Fintech Investment in China Surges to Record Highs
This is the third article in a special series focusing on topics related to fintech.
The fintech sector in China has seen a surge in investments over the past five years, with $18 billion invested in the sector in the first half of 2018 alone, according to data from FinTech Global. This number dwarfs the record $12 billion invested in the sector in all of 2016.
Between 2014 and the first half of 2018, fintech companies in China have raised more than $37.5 billion across 309 transactions.
A Record-Setting 2018
A heady 2016 was followed by a slump in 2017, with total funding less than $2 billion. This was due to the threat of stricter regulations that deterred investors from making larger investments in the sector.

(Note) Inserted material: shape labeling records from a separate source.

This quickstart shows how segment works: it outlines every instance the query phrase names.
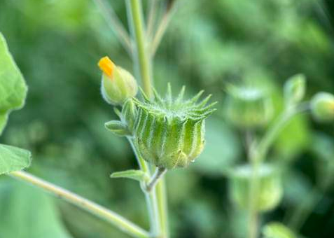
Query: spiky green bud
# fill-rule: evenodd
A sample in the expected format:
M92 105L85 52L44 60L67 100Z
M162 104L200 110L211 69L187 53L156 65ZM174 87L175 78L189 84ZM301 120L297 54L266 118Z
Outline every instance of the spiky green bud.
M255 87L230 86L225 101L228 120L241 128L265 125L273 115L272 100L265 91Z
M305 95L306 79L303 74L291 76L284 84L284 99L287 106L300 102Z
M138 85L132 75L115 65L108 57L102 58L99 66L103 71L101 92L104 100L112 105L123 105L134 97Z
M253 168L249 164L235 168L230 174L230 196L239 208L248 209L249 189ZM283 189L281 174L270 164L261 164L258 169L258 190L256 194L256 209L267 211L275 208L281 201Z
M334 120L334 95L328 92L318 92L311 99L311 113L320 122Z
M144 159L158 167L187 167L203 150L205 118L215 111L216 103L207 106L210 96L197 103L203 91L184 101L184 90L174 99L169 85L165 98L154 90L154 99L143 93L144 102L134 101L134 140Z

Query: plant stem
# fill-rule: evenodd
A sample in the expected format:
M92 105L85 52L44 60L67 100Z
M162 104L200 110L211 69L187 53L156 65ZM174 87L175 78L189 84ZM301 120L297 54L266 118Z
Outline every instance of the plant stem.
M140 155L137 145L132 138L127 137L127 139L132 148L132 150L136 156L140 169L144 172L150 174L148 166L146 162ZM146 200L147 209L150 218L151 233L153 237L155 237L160 232L160 225L159 223L160 215L156 195L155 192L154 192L154 188L152 189L152 192L147 191L145 182L141 183L141 187L145 194L145 199Z
M171 4L172 6L169 6L169 9L167 9L166 13L162 16L162 19L158 27L157 31L154 38L152 41L152 48L151 50L151 54L152 57L155 55L155 52L159 47L160 43L161 43L161 40L162 39L165 33L166 33L166 30L167 27L172 20L172 17L174 12L174 6L175 4Z
M131 39L113 8L105 0L94 0L94 1L101 11L108 25L115 31L120 43L129 55L131 55L132 52Z
M169 225L168 225L168 206L167 202L166 183L165 178L160 178L160 181L155 186L155 194L157 196L158 208L159 209L160 223L162 238L169 237Z
M252 174L249 185L249 205L248 217L248 237L256 238L258 233L258 169L260 162L255 158L251 158Z
M41 188L56 197L85 210L115 225L116 227L133 237L150 238L148 232L132 223L118 214L109 210L93 202L82 197L75 193L58 187L51 183L43 181L25 172L15 172L8 174L10 176L25 181Z
M162 176L167 172L167 169L165 168L160 167L155 169L155 172L154 173L153 176L152 176L151 180L148 182L146 186L146 190L148 192L151 192L152 188L155 187L155 185L159 181L159 178L162 178Z
M141 0L127 0L130 24L136 43L134 61L139 71L143 88L148 97L151 96L151 57L148 54L147 41L144 26L144 18Z
M257 160L263 160L267 156L269 148L279 135L286 123L295 115L305 113L309 109L308 102L300 104L296 106L285 110L279 116L273 126L269 129L257 146Z
M137 55L134 57L134 62L135 67L140 73L144 90L148 97L151 97L152 95L151 62L150 54L147 50L147 38L145 38L144 34L141 1L141 0L127 0L127 7L130 28L136 43L134 52ZM136 153L140 158L139 153ZM141 163L141 160L142 159L139 159L140 163ZM161 238L168 238L167 208L164 183L164 178L160 179L155 189L150 194L155 194L154 196L151 195L151 198L154 200L153 204L157 204L158 206L158 211L155 210L155 207L151 209L155 215L158 215L154 224L158 223L158 225L156 227L160 230L158 233L161 235ZM153 223L151 222L151 224Z
M309 103L300 104L295 107L285 110L273 126L269 129L259 142L253 153L251 153L250 160L252 167L252 176L249 185L249 206L248 219L248 237L256 238L258 234L258 193L259 186L258 170L262 162L267 157L269 148L281 132L286 123L298 113L309 110Z
M153 29L155 27L155 21L157 17L158 2L159 0L150 0L149 8L147 18L147 38L151 39L152 38Z

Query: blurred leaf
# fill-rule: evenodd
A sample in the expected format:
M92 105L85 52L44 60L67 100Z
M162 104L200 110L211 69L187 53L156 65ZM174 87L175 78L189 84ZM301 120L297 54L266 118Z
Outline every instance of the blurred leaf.
M11 111L23 106L27 85L0 32L0 134Z
M308 122L305 115L295 116L280 133L274 145L279 159L293 159L310 142Z
M221 175L239 157L239 142L226 124L211 118L206 124L205 147L191 167L211 176Z
M31 162L29 151L0 144L0 174L23 169L29 167Z
M284 225L272 222L263 229L264 238L297 238L297 236Z
M0 183L0 238L71 238L53 200L14 181Z
M110 176L112 178L126 178L141 181L147 181L150 178L141 170L130 169L114 172Z

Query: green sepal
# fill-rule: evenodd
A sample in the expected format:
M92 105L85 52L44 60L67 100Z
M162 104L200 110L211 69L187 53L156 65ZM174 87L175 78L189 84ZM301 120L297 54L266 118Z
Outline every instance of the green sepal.
M0 174L25 169L31 162L32 154L29 151L0 144Z
M111 120L104 124L106 128L119 136L130 136L131 132L125 124L120 120Z
M135 143L143 158L158 167L186 167L204 149L204 120L216 110L213 108L216 102L207 105L208 96L197 103L203 91L183 100L184 90L183 87L174 99L168 84L163 98L153 90L154 97L151 99L141 90L144 102L133 99L138 108Z
M282 223L270 223L264 226L262 232L264 238L297 238L293 232Z
M129 131L133 132L137 110L133 100L130 99L125 102L122 108L122 120L127 125Z
M148 175L141 170L129 169L114 172L110 176L112 178L126 178L137 180L139 182L147 182L150 179Z

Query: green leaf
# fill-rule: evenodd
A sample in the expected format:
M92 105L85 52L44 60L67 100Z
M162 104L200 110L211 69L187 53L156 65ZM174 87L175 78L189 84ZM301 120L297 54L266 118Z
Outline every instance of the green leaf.
M131 132L127 130L127 127L119 120L111 120L106 122L104 126L107 130L119 136L130 136Z
M11 178L0 182L1 238L71 238L54 200Z
M9 113L25 104L27 88L0 32L0 134Z
M265 238L297 238L297 236L286 226L272 222L267 224L263 230Z
M29 151L0 144L0 174L27 168L31 162Z
M131 179L139 181L139 182L148 181L150 178L149 176L147 175L147 174L144 173L141 170L135 170L135 169L130 169L130 170L121 171L119 172L115 172L111 174L110 177L113 178L131 178Z

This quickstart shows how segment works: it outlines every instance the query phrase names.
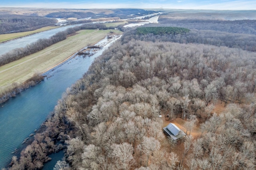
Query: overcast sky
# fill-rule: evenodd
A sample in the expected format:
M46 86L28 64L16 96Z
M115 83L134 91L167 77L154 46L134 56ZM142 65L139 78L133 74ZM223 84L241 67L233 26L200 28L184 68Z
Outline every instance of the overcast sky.
M0 7L256 10L256 0L3 0Z

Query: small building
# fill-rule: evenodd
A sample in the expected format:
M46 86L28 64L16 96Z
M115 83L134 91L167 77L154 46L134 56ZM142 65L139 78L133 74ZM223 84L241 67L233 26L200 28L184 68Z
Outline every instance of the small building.
M164 132L176 140L186 136L186 134L180 128L173 123L170 123L167 127L163 128Z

The current scenario is a significant leap from only a year ago. “Funding has already set a record this year, mainly driven by the $14 billion Series C funding that Ant Financial received in June 2018,” according to the report.
The organization expects to allocate these funds towards global expansion for its payment service Alipay. The latter presently serves an estimated 870 million annual active users worldwide and 520 million Chinese users. Even if investments received by Ant Financial are excluded, Q2 2018 funding was still 57.9 percent higher than in all of 2017.
The 10 largest investments in Chinese fintech companies totaled more than $17.3 billion in H1 2018, accounting for 94.3 percent of the total capital invested in all fintech companies.
Chinese financial institutions have been actively directing their focus towards digitization efforts and encouraging transformation strategies. In addition, they are extending opportunities for B2B-focused fintech firms to facilitate innovative transformations in the banking sector. One company that fared particularly well was OneConnect, a financial technology platform provider for smaller banks and a subsidiary of Ping An. It successfully raised $650 million in Series A funding in February 2018, valuing the company at $7.4 billion in preparation for a $2 billion initial public offering (IPO). Its leading investors were IDG Capital and the SBI Group.
Separately, CGTZ, a Hangzhou-based online lending platform, received a $359.3 million Series D investment in a round led by Geo-Jade Petroleum. The company plans to allocate these funds towards expanding its network to enable the provision of rural financing solutions in China.
Larger Deal Sizes
Almost 50 percent of all fintech deals in China this year have been more than $100 million. On the flip side, the proportion of deals less than $25 million fell significantly, from three quarters of deals in 2014 to just more than half last year, declining even further to 29.6 percent in H1 2018. The share of transactions in the $50 million to $100 million bracket, meanwhile, dropped from 20.6 percent to 10.2 percent.
This was due to investors’ reluctance arising from stringent capital controls and the ambiguity around the prospects of increased regulation of the fintech industry by the Chinese central bank. “China implemented measures to manage outbound payments and investments in 2017 to shore up its foreign-exchange reserves,” the report said. Currency controls were, however, relaxed towards the end of 2017 in an effort to reverse capital flight.
Fintech investment in China by deal size, 2014-H1 2018 (as a percent of total number of deals)
Sector Poised for Continued Growth
The sizes of the deals in the fintech sector in China are increasing, which underscores the growing maturity of the sector, both on the part of companies that are growing in size and on the part of private equity and trade investors, who expect fintech to continue growing in China.
On the whole, the growing investment numbers suggest that the entire fintech ecosystem in China is growing rapidly. According to the report, “the future for fintech funding in China looks strong, given the increasing technology adoption rates and the scope for growth from serving the large under banked population in the country.” A case in point is Ping An, China’s largest insurer, which intends to invest upward of $15 billion over the next decade in innovative fintech technologies built on the back of artificial intelligence and blockchain.